When I began my quest to work full-time as a freelance writer and editor, I swore by the information provided in the Writer’s Market guide. Then reality set in. The simple fact was, I wasn’t getting much work. I wasn’t winning those bids. I was, however, becoming quite discouraged.
Alas, I found myself giving in to the need to feed the monster. I began adjusting my rate to more of a middle ground between the ridiculous 0.001 cents per word often bid by those freelancers residing in third world countries and the lowest charge in the Writer’s Market guide of .25 cents per word. I was devastated.
The fact remains, there are always going to be those companies that fail to recognize the adage “you get what you pay for.” Now, when I lose a bid to someone who did the “ridiculous” bid, I tell myself, we’ll see that client back looking for an editor. And most of the time I am correct in that assumption.
I suppose the lesson here is that it takes time to build a reputation as a freelancer. It takes even more time to build a pool of reputable clients that recognize the value of quality work and are willing to pay for that quality. Even more important, it takes a long time to learn what to do and what not to do when bidding for freelance jobs.
Here is my advice for the day:
- Build your portfolio
- Decide what you can live with for pay (how much you hope for and how much you can get by on), start in the middle.
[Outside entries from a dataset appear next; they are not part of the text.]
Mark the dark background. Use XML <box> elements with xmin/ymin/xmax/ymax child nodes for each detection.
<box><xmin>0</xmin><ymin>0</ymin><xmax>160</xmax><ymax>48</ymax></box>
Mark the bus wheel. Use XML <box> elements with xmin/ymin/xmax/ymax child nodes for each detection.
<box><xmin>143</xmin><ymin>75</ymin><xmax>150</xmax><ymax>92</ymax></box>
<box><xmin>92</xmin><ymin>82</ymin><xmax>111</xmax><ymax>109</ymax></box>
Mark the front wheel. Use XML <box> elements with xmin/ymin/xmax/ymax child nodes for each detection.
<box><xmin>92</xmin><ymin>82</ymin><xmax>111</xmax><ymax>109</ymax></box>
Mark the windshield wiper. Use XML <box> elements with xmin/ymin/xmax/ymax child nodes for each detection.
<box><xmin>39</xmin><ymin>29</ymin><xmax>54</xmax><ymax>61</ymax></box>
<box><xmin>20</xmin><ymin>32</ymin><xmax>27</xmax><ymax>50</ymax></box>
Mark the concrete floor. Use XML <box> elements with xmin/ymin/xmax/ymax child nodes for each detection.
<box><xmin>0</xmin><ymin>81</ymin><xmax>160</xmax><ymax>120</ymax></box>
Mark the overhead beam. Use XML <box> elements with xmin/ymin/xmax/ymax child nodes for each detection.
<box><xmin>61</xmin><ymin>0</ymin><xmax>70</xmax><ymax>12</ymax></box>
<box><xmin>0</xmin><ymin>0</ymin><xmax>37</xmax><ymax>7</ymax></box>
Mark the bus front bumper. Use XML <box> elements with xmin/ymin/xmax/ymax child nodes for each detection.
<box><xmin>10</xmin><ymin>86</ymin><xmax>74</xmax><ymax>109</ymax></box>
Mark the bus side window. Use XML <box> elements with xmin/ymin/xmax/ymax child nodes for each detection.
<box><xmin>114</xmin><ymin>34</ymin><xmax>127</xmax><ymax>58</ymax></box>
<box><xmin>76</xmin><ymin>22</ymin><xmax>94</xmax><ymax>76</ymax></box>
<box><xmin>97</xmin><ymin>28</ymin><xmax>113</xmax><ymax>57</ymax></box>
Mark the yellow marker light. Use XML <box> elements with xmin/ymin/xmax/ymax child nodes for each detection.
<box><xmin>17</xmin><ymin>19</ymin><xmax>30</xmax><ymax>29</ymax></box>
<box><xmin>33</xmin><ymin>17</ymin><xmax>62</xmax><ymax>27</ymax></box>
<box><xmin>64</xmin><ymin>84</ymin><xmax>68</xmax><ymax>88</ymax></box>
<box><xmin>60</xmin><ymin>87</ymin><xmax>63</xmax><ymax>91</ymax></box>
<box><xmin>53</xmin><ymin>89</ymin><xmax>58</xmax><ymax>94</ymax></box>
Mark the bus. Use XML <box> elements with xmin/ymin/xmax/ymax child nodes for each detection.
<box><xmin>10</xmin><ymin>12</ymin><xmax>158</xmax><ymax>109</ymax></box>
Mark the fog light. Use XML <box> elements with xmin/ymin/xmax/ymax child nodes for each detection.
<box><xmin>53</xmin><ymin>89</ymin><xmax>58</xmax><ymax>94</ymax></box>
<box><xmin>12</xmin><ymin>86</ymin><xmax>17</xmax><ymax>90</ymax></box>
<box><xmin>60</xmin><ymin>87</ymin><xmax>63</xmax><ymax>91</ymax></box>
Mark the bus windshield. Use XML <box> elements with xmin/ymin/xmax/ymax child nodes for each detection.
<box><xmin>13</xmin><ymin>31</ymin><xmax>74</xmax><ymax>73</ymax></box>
- Bid on jobs that the content is something you already know about and already of the necessary source material to refer to
- If the pay sounds too good to be true…it is
- Never do a “free trial” sample…that is what your portfolio is for. If you do not have an example that fits that type of job, make one up
- Check your copy scape often to make sure that your work is not being copied
- Be flexible
- DON’T GIVE UP
I am by no means an expert on freelance writing and editing. I am, however, and expert on surviving to make my dreams come true. I have fumbled, dropped the ball, been sacked, and even crossed the finish line a few times. It is an amazing journey to self-fulfillment and accomplishing your goals.
Slowly, I am finding the path to ensuring that writing remains my passion, while making it my living as well. You can too!